Life sciences companies including biotech and medical devices saw a sharp increase in venture investment during the second quarter of 2011, compared to the prior quarter, with $2.1 billion going into the sector thanks to venture investors’ replenished coffers.
The rise in venture capital investments going into life sciences companies can be attributed to the increase in exit activity in that sector, says Tracy Lefteroff, global managing partner of the venture capital practice at PricewaterhouseCoopers US
“The exit market for both biotech and medical device companies has been active over the past year, and this has encouraged VCs to put more money back to work in this space,” he says.
In terms of dollars, investment in life sciences, encompassing biotechnology and medical devices, surged 37% in dollar terms and 12% in deal volume compared to the first quarter of the year. A total of 206 companies completed venture financing during the quarter.
Overall, the second quarter of 2011 saw the highest level of activity since the comparable quarter in 2008, with venture capitalists investing $7.5 billion across all sectors in 966 deals. The numbers come from a report issued by the National Venture Capital Association and PwC, based on data provided by Thomson Reuters.
Investment in Internet-specific companies topped the list with $2.3 billion going into 275 companies, but the biotechnology industry returned to second place, with $1.2 billion invested in 116 deals, up 47% in dollars invested and 20% in deal numbers compared to the first quarter 2011.
Cameron Health, a cardiovascular device maker, garnered the biggest financing round with $107 million. Other large deals included $77 million raised in a series G round by cancer drug developer Merrimack Pharmaceuticals, ahead of its filing for an initial public offering, and a $100 million for U.S. and China-based startup Ascletis, which will use the proceeds to in-license clinical stage compounds for development and commercialization for the Chinese market. At the same time, it will also seek early stage leads in China to develop through clinical proof-of-concept before partnering on a global basis.

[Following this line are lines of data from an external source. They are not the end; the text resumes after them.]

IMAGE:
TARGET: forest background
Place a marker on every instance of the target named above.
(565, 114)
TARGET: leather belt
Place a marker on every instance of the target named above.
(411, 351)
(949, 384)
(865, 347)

Although the U.S. IPO market has picked up steam, it remains focused on internet startups and technology companies. While exits for life sciences companies continue to rely mainly on big pharmaceutical buyouts, U.S. life science IPOs doubled in the first half of 2011, compared to the first half of 2010, according to Burrill & Company. A total of 15 companies raised $1.1 billion through initial public offerings, an increase of 49% compared to the same period last year.